Vancouver is weighing a proposal that would turn shipping containers into housing units on the Downtown Eastside.
The proposal, part of a project that would also restore a rundown hotel in the neighbourhood, is designed to provide housing for young women who are homeless or at risk of homelessness, including some who may be working as prostitutes.
Starting with two containers that B.C. Hydro donated to a nonprofit housing agency after using them as a demonstration project during the 2010 Olympic Games, the project is designed to drastically reduce construction costs and timelines, says James Weldon of Vancouver-based JWT Consulting, which would build the project if the city gives it a green light.
"A lot of inefficiencies in construction is all these multiple components coming together to create the frame, the structure," Mr. Weldon said on Wednesday. "You could, in theory, drop this on the site and be drywalling two days later. That would never happen on a traditional building. One of the major efficiencies is just the schedule - the longer the schedule, the more expensive stuff is."
Vancouver-based Atira Housing, which is also behind the push to redevelop the United We Can recycling site on East Hastings, put forward the container-based housing proposal after concluding it didn't have enough money to build housing on an infill site next to the dilapidated hotel, Atira executive director Janice Abbott said.
And while there was a possibility of longer-term financing and partners coming together, the need was immediate.
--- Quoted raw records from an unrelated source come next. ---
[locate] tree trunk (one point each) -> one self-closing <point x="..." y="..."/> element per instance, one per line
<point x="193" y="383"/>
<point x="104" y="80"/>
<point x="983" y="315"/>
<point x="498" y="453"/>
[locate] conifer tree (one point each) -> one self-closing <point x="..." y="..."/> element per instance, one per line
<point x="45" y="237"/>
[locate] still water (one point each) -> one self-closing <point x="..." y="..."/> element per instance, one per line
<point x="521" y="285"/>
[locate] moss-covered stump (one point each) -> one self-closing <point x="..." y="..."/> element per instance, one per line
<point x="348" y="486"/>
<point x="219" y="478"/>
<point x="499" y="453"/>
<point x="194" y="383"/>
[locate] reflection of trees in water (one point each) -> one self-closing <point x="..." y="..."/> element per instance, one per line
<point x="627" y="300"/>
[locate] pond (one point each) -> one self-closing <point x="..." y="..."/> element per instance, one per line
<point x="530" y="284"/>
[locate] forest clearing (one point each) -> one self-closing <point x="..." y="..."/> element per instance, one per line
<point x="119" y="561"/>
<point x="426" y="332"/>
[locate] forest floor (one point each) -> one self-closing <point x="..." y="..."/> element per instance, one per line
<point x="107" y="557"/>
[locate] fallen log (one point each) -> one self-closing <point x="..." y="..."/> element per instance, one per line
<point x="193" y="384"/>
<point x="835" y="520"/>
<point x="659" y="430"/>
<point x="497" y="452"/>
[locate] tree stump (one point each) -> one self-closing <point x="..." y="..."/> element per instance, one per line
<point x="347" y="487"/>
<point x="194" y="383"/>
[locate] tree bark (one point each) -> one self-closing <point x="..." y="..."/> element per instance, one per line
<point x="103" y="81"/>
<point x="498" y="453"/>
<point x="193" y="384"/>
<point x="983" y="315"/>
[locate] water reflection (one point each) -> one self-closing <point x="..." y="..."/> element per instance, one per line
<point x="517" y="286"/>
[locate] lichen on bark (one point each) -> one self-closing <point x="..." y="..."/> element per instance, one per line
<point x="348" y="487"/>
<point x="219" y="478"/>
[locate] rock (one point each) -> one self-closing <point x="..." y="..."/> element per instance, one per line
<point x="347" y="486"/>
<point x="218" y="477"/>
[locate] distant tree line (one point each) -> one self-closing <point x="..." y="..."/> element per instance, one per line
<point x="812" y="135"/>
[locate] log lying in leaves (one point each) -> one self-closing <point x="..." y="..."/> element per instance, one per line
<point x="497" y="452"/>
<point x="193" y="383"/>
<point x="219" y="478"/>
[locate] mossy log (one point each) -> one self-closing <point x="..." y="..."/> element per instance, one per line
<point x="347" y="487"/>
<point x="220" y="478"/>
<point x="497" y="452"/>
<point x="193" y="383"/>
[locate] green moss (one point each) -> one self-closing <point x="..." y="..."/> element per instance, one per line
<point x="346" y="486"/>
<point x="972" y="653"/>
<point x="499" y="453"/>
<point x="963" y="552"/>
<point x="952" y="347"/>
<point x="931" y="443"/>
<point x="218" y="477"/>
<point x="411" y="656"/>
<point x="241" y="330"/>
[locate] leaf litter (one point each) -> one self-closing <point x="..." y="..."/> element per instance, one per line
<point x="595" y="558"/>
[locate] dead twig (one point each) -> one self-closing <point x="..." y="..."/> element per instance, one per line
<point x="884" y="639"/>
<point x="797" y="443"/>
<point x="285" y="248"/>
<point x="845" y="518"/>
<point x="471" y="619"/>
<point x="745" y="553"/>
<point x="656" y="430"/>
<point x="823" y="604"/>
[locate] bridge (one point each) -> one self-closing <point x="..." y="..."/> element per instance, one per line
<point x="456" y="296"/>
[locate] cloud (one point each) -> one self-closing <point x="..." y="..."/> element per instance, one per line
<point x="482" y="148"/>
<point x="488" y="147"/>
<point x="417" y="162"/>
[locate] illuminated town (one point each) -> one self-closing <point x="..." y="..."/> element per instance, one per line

Outreach workers for Watari - the nonprofit that will be referring prospective residents to what is being called Imoutu House - see dozens of young women every month who need housing and, in some cases, are trading sex to have a roof over their head, Watari executive director Michelle Fortin said.
"They are 15, 16, 17 years of age and don't want to jump through the hoops for a foster home or a group home or that sort of thing," Ms. Fortin said.
The container-based units - up to a dozen of them - would sit on the empty lot next to the hotel. They would supplement the supervised units in the hotel, which would feature a "house mother" and support including contact with the provincial Children's Ministry.
There are sizable, well-known container-based housing projects in cities such as Amsterdam and London. "It's something new for Vancouver, but it's not something new elsewhere in the world," Ms. Abbott said.
Lower costs - Mr. Weldon said containers might be available for as little as $6,000 or even potentially donated - mean that container-based projects could be used as a bridge to more permanent housing or as a stopgap measure on sites while planning or major redevelopment takes place.
"Whether it is recycled shipping containers or modular housing, one advantage is that it can be easily moved," Vancouver-based real-estate consultant Michael Geller said. "So if and when that site is needed for a higher building or more density, those structures can be moved."
Lower-cost modular or prefabricated structures could help cities boost their housing stock while plans and money are being put together for bigger projects, said Councillor Kerry Jang, who earlier this year spearheaded a motion through council to solicit proposals for modular housing on city land.
Such proposals need not be restricted to social or low-cost housing, Mr. Jang said. "It's not just boxes for poor people. The real advantage is in time and cost that it takes to put together."